População em situação de rua ultrapassa 365 mil pessoas

Levantamento da UFMG aponta crescimento contínuo desde 2022 e revela concentração no Sudeste, especialmente em São Paulo

Brasil
População em situação de rua ultrapassa 365 mil pessoas
Foto: Tânia Rêgo/ Agência Brasil/Arquivo

O número de pessoas vivendo em situação de rua no Brasil segue em trajetória de alta e já ultrapassa a marca de 365 mil indivíduos, segundo dados divulgados pelo Observatório Brasileiro de Políticas Públicas com a População em Situação de Rua, da Universidade Federal de Minas Gerais (OBPopRua/Polos-UFMG).

Em dezembro de 2024, o país contabilizava 327.925 pessoas nessa condição. Ao final do último levantamento, o total saltou para 365.822, evidenciando um crescimento expressivo da vulnerabilidade social em nível nacional.

O estudo utiliza informações do Cadastro Único para Programas Sociais (CadÚnico), base de dados do governo federal que reúne beneficiários de políticas públicas e serve como referência para a distribuição de recursos aos municípios.

Queda durante a pandemia e retomada do crescimento

Entre 2020 e 2021, período inicial da pandemia de covid-19, houve uma redução no número de pessoas em situação de rua, que caiu de 194.824 para 158.191. No entanto, a partir de 2022, o cenário se inverteu, com crescimento contínuo nos anos seguintes.

Sudeste concentra maioria da população de rua

A Região Sudeste concentra a maior parte dessa população, com 222.311 pessoas, o que representa cerca de 61% do total nacional. Em seguida aparece o Nordeste, com 54.801 pessoas vivendo nas ruas.

O estado de São Paulo lidera o ranking nacional, com 150.958 pessoas em situação de rua, seguido por Rio de Janeiro (33.656) e Minas Gerais (33.139).

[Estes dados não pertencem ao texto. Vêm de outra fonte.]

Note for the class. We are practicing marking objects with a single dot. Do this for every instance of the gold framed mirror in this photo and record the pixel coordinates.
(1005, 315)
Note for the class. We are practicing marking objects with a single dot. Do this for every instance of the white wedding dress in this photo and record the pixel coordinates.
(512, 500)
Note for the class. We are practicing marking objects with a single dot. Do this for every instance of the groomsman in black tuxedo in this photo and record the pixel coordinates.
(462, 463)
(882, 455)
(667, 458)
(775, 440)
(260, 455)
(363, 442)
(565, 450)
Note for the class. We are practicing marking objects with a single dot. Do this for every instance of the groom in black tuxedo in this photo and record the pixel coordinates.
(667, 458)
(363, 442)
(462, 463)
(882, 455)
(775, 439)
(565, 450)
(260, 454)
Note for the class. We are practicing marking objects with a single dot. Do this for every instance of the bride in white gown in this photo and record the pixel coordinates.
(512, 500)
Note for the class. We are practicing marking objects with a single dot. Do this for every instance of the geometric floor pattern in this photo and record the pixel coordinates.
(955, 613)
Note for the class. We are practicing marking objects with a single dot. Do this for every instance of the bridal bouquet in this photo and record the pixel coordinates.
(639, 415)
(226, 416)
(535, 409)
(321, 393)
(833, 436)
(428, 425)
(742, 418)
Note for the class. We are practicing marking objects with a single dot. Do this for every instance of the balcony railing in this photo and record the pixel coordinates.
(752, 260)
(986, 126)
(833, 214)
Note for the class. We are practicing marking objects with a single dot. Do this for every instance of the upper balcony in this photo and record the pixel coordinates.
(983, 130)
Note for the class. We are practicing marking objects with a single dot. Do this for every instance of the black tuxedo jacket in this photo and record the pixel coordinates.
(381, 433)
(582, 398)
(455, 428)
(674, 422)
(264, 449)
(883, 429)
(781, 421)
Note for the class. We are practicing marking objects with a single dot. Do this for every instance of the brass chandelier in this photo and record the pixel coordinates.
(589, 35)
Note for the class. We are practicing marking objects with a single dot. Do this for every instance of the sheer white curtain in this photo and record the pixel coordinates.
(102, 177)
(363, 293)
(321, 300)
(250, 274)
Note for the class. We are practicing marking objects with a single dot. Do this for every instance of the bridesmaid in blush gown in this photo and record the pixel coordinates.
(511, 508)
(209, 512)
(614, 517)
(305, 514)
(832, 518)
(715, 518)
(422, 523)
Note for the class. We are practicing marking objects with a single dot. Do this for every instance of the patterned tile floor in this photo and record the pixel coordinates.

Na outra ponta, o Amapá registra o menor número, com 292 pessoas.

Fatores que explicam o avanço

De acordo com os pesquisadores do Observatório, quatro fatores principais ajudam a explicar o crescimento:

  • fortalecimento do CadÚnico como principal instrumento de registro dessa população;
  • ausência ou insuficiência de políticas estruturantes de moradia, trabalho e educação;
  • precarização das condições de vida após a pandemia;
  • emergências climáticas e deslocamentos forçados na América Latina.

Especialistas apontam falhas estruturais

Para Robson César Correia de Mendonça, do Movimento Estadual da População em Situação de Rua de São Paulo, a redução da insegurança alimentar grave não foi suficiente para conter o avanço da pobreza extrema.

Segundo ele, muitas pessoas enfrentam o dilema entre pagar aluguel, comprar alimentos ou adquirir medicamentos. “Mesmo com um ou dois salários mínimos, é impossível arcar com todas essas despesas”, avalia.

Outro ponto destacado é o impacto do avanço tecnológico no mercado de trabalho, que dificulta a reinserção profissional de pessoas sem acesso à qualificação.

Capacitação, moradia e emprego como solução

Mendonça defende que o enfrentamento do problema passa por capacitação profissional, combate ao preconceito e políticas públicas de moradia e emprego. Para ele, a população em situação de rua deve ser vista como cidadãos desempregados que precisam de oportunidades reais.

“O problema não está na população de rua, mas na forma como o poder público encara essa realidade”, afirma.

Ações do governo estadual

A Secretaria de Desenvolvimento Social de São Paulo informou que já repassou R$ 633 milhões aos municípios desde o início da atual gestão, sendo R$ 145,6 milhões destinados exclusivamente a ações para a população em situação de rua.

Entre as iniciativas citadas estão a ampliação do programa Bom Prato, com 24 novas unidades, e o fortalecimento do Serviço de Acolhimento Terapêutico Residencial, voltado à reinserção social, com foco em moradia, renda e autonomia.